This is one I remember...I'm wondering if the people in the front rows there will be able to see when they leave.  Aren't these lights just absolutely blinding?  I think the reason there up a lot of the time is to keep me warm.  But...I don't know.  Could that possibly be true?  They can dim them down...I'm warm.

These are three very old tunes. I wrote thesewhile living in a house with a guy named Jack Fashbar who would come out at night and ask those of us who were still awake, which was everybody else in the house because Jack tried to go to bed around eight at night, if we heard loons [Leo whispers:] "Do you hear any loons?"  Well, this was in a city in Minnesota. Even thought it is the state bird of Minnesota you don't hear them everywhere and you don't hear them downtown.  

Jack eventually...one of the nights when Jack came out and asked us, as we were -- I remember this clearly and why I don't know, there are other things I'd rather remember but them I've forgotten -- we were holding a derby with a bar of soap in it.  This was a long time ago, I hasten to add that.  And we thought that was the funniest thing we'd ever seen in our lives.  So we were cacklig away.  He asked us if we could hear any loons anywhere.  So we could be the judge of reality.  

I did, years later, have occasion to happen upon a derby in a dressing area in a regular theatre.  I found a bar of soap, put the soap in the derby and stared at it for a long time and didn't laugh once.  

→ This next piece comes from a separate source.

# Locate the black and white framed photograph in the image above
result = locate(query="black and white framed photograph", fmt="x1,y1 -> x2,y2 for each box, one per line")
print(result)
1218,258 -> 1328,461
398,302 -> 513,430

Jack eventually decided that the loons he was hearing were due to something going on with his wisdom tezeth.  We last saw him when he was being taken away to a fitting container for people who listen to their teeth.  I should add that Jack fully recovered and now teaches medieval literature at a college in Cleveland -- if you call that recovery, I'm not sure.

[Leo plays "June Bug/Train and Gate/Machine" medley]

LEO:

It's been a real honor to share a stage with Tuck and Patti.  It's a pleasure to be back here in [garbled].  Hope I see you next year.

[Leo plays "Jack Fig"]

[Applause]

LEO:

Thank you.  I had a nice time.   Thanks a lot.  Thanks for sitting in this cold.  My thanks to John Leftowich.  Good night.

[Applause and Leo returns for an encore] LEO:

[To John:]  Let's do that one.

John and I know about 4 1/2 tunes.  I wanted to do...well, I was about to do the half a one that we know.  Maybe...well... [starts playing "Why Can't You Fix My Car?"].  This is a song that I wrote during a sound check in Germany, home of the Mercedes Benz.  Mine wasn't working.

[Leo plays "Why Can't you Fix my Car?"]

[Applause]

LEO:

Thank you very much.   There's a curfew here and so we must get off.  Thank you for coming.